ADLER: One of the most brilliant people writing about halakha today is Tamar Ross. I agree with where she ends up though I don't see why she had to go to such lengths to get there! She ends up with the notion of an evolving Judaism which she traces back to Rav Kook; and I don't see that what she ends up with is that different from what Zalman Shachter-Shalomi would say, or what Reform Judaism would say about the evolution of Judaism. But I have tremendous respect for her acuteness. And the philosophical precision with which she's able to talk about halakha.

ZEEK: Is there anything else you'd like to talk about which I haven't asked?

ADLER: The thing that I would want to say is that when I wrote "Engendering Judaism," for the parts of it where I dealt with rabbinic feminist hermeneutics or Biblical feminist hermeneutics, I really felt privileged to deal with what was already a tremendously rich literature that women had created on these topics.

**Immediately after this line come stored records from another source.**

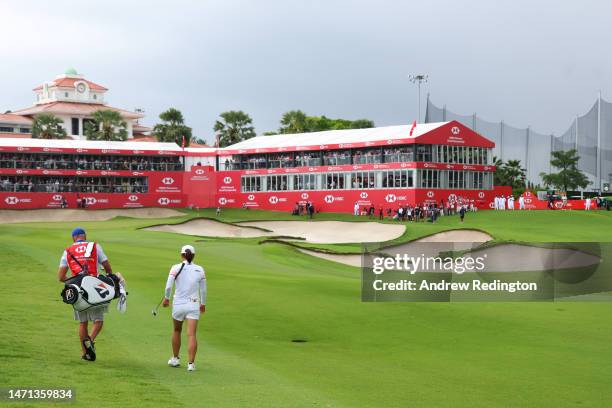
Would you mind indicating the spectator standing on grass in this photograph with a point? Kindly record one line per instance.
(462, 213)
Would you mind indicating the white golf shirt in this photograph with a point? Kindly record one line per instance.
(190, 284)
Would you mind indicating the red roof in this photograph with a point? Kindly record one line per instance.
(69, 82)
(75, 108)
(15, 135)
(12, 118)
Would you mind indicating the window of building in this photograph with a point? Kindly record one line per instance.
(363, 179)
(277, 183)
(75, 126)
(250, 183)
(333, 181)
(430, 178)
(423, 153)
(456, 179)
(305, 182)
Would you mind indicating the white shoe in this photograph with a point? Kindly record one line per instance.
(174, 362)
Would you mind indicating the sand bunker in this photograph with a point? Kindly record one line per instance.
(69, 215)
(453, 240)
(320, 232)
(332, 232)
(211, 228)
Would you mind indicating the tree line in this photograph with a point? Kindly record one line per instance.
(231, 127)
(235, 126)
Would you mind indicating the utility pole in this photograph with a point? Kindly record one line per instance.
(418, 79)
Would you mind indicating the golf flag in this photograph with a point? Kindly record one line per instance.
(413, 127)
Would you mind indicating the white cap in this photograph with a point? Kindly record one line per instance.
(186, 248)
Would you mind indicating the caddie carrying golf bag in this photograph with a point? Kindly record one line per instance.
(84, 291)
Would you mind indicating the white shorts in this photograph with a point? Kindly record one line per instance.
(190, 310)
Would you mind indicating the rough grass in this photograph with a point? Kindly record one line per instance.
(263, 296)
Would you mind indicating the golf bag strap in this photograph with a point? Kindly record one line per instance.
(75, 260)
(179, 272)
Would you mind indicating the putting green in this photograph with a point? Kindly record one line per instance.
(261, 297)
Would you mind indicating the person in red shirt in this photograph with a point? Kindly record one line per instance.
(84, 256)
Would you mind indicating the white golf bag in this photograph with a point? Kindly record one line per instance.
(85, 291)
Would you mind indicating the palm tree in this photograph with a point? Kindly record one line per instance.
(106, 125)
(293, 122)
(499, 178)
(234, 127)
(173, 128)
(514, 174)
(47, 126)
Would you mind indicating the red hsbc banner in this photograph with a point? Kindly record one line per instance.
(366, 167)
(344, 200)
(92, 173)
(128, 152)
(22, 201)
(166, 182)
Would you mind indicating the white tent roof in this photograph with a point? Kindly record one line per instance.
(88, 144)
(336, 136)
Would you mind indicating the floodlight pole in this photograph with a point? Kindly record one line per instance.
(418, 79)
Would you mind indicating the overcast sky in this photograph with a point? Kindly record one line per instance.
(526, 63)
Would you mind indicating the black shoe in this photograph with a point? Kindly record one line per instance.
(90, 351)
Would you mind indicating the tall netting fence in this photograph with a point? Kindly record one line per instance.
(590, 134)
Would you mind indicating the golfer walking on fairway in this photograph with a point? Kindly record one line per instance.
(189, 300)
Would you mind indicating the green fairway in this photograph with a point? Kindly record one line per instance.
(263, 296)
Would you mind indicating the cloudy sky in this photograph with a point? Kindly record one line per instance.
(535, 63)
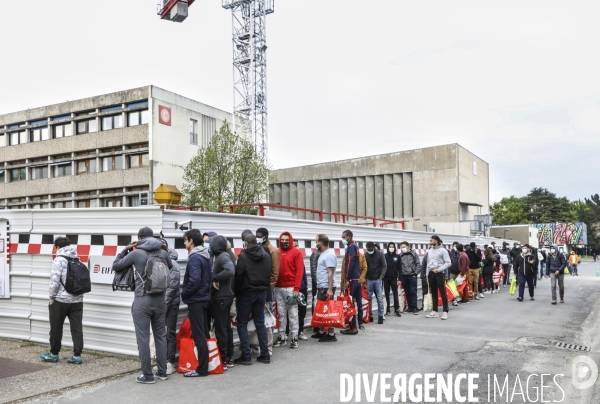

And now there's even more. And it's wonderful! It's wonderful to run barefoot through.

ZEEK: That's a great image.

ADLER: I think about it because sometimes I think of how hard it was for the first generation of women who became Talmudists to do that. And there are a lot easier ways of doing it than the way I did it, which involved a lot of crying out of sheer frustration. But to think that there are now all of these women who are able to be playful with these texts that were tremendously oppressive to women...! I just find that a delicious irony.

ZEEK: And maybe a sign that we're moving in the right direction. May it continue.